Exactly 25 minutes later I was walking back to my car. As I approached to put my packages in the back, it hit me. The foulest stench ever! I thought, “What on earth is going on in this town?” I didn’t have time to give it a lot of thought; I had to get to my appointment. About 15 minutes later I was at the doctor’s office and when I exited the car, the odor was on that side of town, too. “Wow, something foul is really going on here today,” I thought before dashing inside. Yep, I smelled it when I returned to my car and I smelled it at my next stop. It was then that I realized that it was my vehicle not the air that was smelling.

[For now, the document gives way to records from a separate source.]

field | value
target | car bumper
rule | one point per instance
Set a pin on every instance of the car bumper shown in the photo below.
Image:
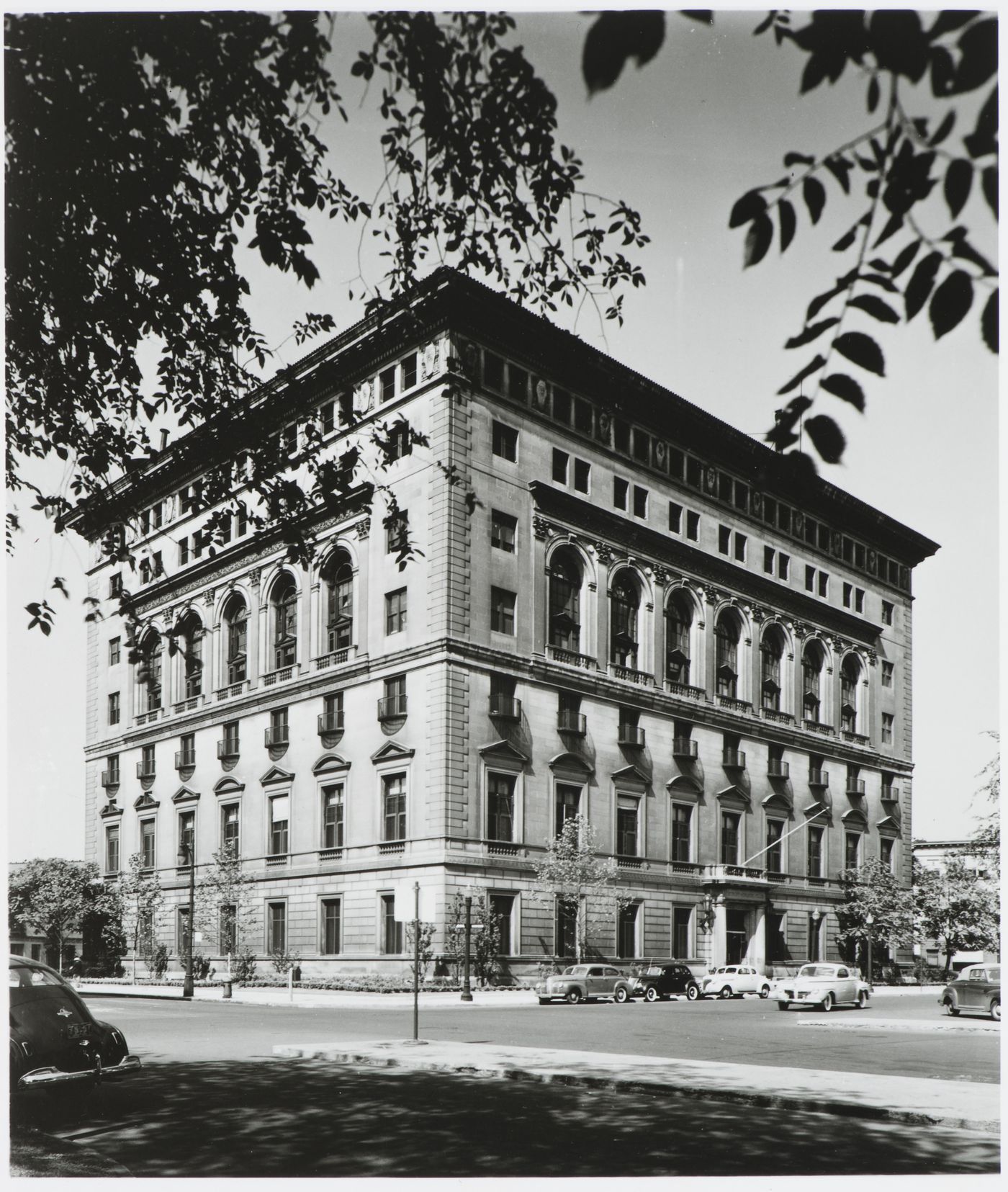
(45, 1077)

Walking around my car for a quick inspection I noticed brown stuff on the tires and rear fenders. It wreaked! The temperature was rising and so was the odor, so I went to a car wash thinking it just needed a quick rinse. I paid the attendant to blast my car by hand then drove to my next stop. The moment I opened the car door, the stench hit me. I drove back to the car wash for another rinse. I suggested the attendant focus on the tires, so he did.

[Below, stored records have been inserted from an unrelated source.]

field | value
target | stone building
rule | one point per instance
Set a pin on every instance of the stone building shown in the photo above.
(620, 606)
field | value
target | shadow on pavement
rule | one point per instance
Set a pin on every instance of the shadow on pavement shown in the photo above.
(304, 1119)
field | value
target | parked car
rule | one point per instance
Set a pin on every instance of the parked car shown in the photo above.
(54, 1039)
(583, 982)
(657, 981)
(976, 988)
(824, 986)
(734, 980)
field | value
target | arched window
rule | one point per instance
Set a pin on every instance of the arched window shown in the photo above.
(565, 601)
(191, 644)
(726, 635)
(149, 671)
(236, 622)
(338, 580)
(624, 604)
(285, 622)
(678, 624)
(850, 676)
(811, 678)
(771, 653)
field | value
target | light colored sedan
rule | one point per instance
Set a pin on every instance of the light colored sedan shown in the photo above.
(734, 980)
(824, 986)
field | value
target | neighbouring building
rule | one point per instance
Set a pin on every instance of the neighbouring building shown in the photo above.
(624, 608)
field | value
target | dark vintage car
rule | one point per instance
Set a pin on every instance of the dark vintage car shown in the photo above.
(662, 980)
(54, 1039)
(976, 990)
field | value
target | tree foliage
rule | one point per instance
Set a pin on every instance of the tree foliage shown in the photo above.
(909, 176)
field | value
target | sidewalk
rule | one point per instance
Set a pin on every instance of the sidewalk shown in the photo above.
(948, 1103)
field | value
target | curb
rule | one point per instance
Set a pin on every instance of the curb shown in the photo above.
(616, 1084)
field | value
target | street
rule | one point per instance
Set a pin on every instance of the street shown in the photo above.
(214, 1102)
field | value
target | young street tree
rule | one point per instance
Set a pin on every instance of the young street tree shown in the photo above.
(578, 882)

Well, my day was pretty much shot so I headed for home only to arrive and find the stench was even stronger. I drove to a local car wash where the attendant scrubbed the tires before I drove through the automatic wash; this particular car wash offered an undercarriage wash feature – just what I needed! Returning home I found the stench still there but much less offensive. I shot the tire wells with a little Febreze and spritzed a little inside the vehicle before retiring for the night. (Yes, the night. “This” car wash business had literally consumed a day.)
While watering my lawn the next morning I caught a whiff of something foul. Yes, my car! For about an hour I scrubbed the tire wells, the rims and the rear bumper. I prayed more Febreze. All seemed well, but I checked about an hour later and spritzed a little more Febreze just in case.
Today, three days later, the stench is knocking me off my feet. My post master suggests that I take my car to a garage and have them place it on a lift so that we may inspect the underside.
It was foul. Actually, it was fowl – chicken poop to be exact! That’s what the brown stuff on the highway was. That’s what I had driven through. And that is what had stuck in the treads of the tires, splattered the tire wells and covered the underside of my car. Between the heat of the day (we’ve had temps in the high 90s all week) and the heat of the car, it was baked on the underside. It was under the hood! It was stuck in the nooks and crannies.
While having my car powerwashed (including the underside, engine and tire wells), I thought – “Hmm, just like sin.” It can seem like nothing or, at most, just a little something. Everyone is doing it. At first you don’t realize the impact, so you carry on as usual. It rears its head a little at first then slightly more. You catch a whiff of it, but you still think it’s no big deal. It is persistent. It will not stop until it has taken over. You read a Scripture or two, whisper an “I’m sorry” and try to make a quick deal with God. But sin is powerful. It is pervasive. It gets into the nooks and crannies of your life and your heart. It gets baked in and baked on.
First, we don’t recognize it as sin. We don’t call it by that name. We dress it up – we made a poor choice, we blew it, nobody’s perfect. We water it down – we made a mistake, took a misstep, goofed. No, we sinned.
Scripture does not describe sin as a “mistake” or a “failure.” God does not excuse sin as “bad behavior” or a “slip up.” Sin is serious; it is violating God’s law, and it is an offense against God (Romans 4:15, 1 John 3:4, Deuteronomy 32:51, Psalm 51:4, Exodus 32:33). Sin separates us from God (Isaiah 59:2)!
A spritz and a spray could not address the root of the foul odor that had attacked my car. I had to remove the source of the odor not just continuously try to cover it with perfume. It took intentional, focused, specific and time-intensive effort. I had to recognize that it wasn’t the air and it wasn’t just the tires. It was chicken manure, and it was caked and dried in the tire tread, tire wells, wheel rims and underside of the car.
Likewise with sin. Scripture is clear that the only way the problem of sin could be dealt with was through an intentional, focused, specific effort. That “effort” was a perfect substitute, Jesus Christ, experiencing the wrath of God for sinful man by dying on the cross and fully atoning our sin.
Understand then, that when you sin, it is not a trivial matter; it is not a mistake. Begin by calling it what it is. Until you do, you cannot address it.